Der Wassergehalt einer Bodenprobe ist das Verhältnis der Masse des Wassers in der Bodenprobe zur Masse der trockenen Bodenprobe. Zur Bestimmung des Wassergehaltes wird zuerst die feuchte Bodenprobe gewogen. Danach wird die Bodenprobe solange bei einer Temperatur von 105° C getrocknet, bis sich das Gewicht der Probe nicht mehr verändert.
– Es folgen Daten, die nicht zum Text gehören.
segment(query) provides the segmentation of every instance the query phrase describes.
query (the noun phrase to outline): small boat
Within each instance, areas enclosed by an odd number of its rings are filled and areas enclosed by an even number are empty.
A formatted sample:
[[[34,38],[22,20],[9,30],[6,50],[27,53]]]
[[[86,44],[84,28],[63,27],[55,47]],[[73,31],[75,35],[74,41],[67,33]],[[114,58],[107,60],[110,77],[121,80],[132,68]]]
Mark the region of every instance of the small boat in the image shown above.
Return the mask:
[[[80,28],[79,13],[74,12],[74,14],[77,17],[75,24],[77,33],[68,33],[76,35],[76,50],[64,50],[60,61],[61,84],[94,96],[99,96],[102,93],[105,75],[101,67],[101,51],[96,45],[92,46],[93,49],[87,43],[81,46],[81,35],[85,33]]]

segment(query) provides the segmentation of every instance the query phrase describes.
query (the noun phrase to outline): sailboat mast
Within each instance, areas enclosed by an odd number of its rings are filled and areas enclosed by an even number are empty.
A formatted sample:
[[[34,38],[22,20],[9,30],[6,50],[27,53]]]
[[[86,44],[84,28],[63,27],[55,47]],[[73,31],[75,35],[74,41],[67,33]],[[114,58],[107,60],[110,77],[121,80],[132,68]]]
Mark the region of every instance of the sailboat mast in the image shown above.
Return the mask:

Die Eigenschaften bindiger Böden werden stark vom Wassergehalt beeinflusst. Bindige Böden bestehen überwiegend aus einem Gemisch von Feinstbestandteilen (Ton und Schluff) und gröberen Fraktionen bis zur Korngröße des Sandes. Die Verdichtbarkeit bindiger Böden ist z. B. sehr stark vom Wassergehalt abhängig. Bei der Verdichtung werden die Bodenteilchen in eine dichtere Lagerung gebracht, wobei ein Teil der Luft oder des Wassers aus den Poren des Bodens gepresst wird. Bei bindigen Böden lässt sich Wasser jedoch nur sehr schwer aus den Bodenporen pressen, was dazu führt, dass sich der Boden praktisch nicht verdichten lässt. Bei wassergesättigten Böden findet eine Verdichtung bzw. eine Verfestigung nur durch Konsolidation statt. Die Tragfähigkeit bindiger Böden steht in direktem Zusammenhang mit dem Wassergehalt des Bodens.